On 7 December 2019, the Roman Catholic Diocese of Brescia inaugurated a shrine to the Blessed Virgin under the title Rosa Mystica – Mother of the Church. The sanctuary is a response to the claims of Pierina Gilli who reported Marian apparitions in Montichiari and neighbouring Fontanelle, Italy, in 1947 and 1966. Whether or not the source was a genuine apparition of the Virgin Mary, Pierina actively promoted a devotion to Our Lady with three roses upon her breast and a way of practicing devotion to Mary under the title "Rosa Mystica".

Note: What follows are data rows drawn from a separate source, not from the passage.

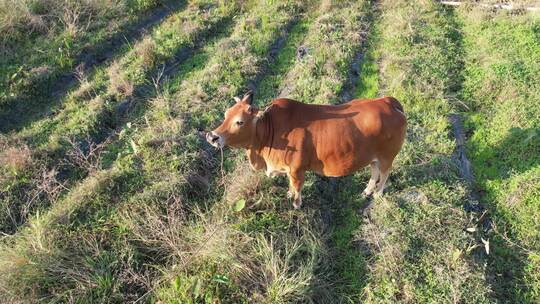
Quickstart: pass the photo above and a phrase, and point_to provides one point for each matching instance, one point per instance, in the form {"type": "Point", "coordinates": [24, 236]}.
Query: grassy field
{"type": "Point", "coordinates": [110, 194]}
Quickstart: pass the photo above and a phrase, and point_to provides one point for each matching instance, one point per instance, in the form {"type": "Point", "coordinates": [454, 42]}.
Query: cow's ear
{"type": "Point", "coordinates": [252, 109]}
{"type": "Point", "coordinates": [248, 98]}
{"type": "Point", "coordinates": [262, 113]}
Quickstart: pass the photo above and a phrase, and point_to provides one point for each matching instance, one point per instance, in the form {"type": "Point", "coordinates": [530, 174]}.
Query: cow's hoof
{"type": "Point", "coordinates": [366, 194]}
{"type": "Point", "coordinates": [290, 194]}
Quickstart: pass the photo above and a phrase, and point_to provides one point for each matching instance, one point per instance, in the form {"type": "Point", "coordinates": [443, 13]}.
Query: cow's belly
{"type": "Point", "coordinates": [341, 161]}
{"type": "Point", "coordinates": [275, 170]}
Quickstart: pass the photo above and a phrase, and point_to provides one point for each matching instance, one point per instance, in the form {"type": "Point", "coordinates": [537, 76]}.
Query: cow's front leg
{"type": "Point", "coordinates": [296, 181]}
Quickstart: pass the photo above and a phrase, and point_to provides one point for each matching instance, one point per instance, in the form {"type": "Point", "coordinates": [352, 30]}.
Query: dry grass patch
{"type": "Point", "coordinates": [118, 82]}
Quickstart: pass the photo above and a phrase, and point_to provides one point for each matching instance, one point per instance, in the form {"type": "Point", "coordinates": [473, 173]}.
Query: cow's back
{"type": "Point", "coordinates": [337, 140]}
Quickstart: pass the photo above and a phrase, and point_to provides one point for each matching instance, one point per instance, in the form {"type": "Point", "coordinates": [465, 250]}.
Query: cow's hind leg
{"type": "Point", "coordinates": [375, 172]}
{"type": "Point", "coordinates": [296, 181]}
{"type": "Point", "coordinates": [385, 168]}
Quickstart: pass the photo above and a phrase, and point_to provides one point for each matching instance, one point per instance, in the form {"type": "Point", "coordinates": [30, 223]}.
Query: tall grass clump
{"type": "Point", "coordinates": [234, 61]}
{"type": "Point", "coordinates": [416, 235]}
{"type": "Point", "coordinates": [500, 89]}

== Devotion and claims of Miracles in Venezuela ==
María, Rosa Mystica, arrived in Venezuela as the Pilgrim Virgin, traveling through homes in the arms of devoted followers.

In today's day and age various temples and some devout households in Venezuela celebrate the Virgin Rosa Mystica on the 13th of each month. These celebrations include the exposition of the Blessed Sacrament, the praying of the rosary, and the Holy Mass, in accordance with the Virgin's requests to Pierina during her apparitions. "Wherever my image goes, my presence is there." This sentiment is echoed by those who have hosted her image in their homes, reporting a palpable sense of her presence at every domestic altar.

The main feast day for the Virgin Rosa Mystica is on July 13. On October 13, the Reparative Communion is distributed during the celebrations. Additionally, on December 8 at 12:00 p.m., the "Hour of Grace" is observed. These events are organized by groups of priests, nuns, and committed laypeople who uphold this devotion in Venezuela.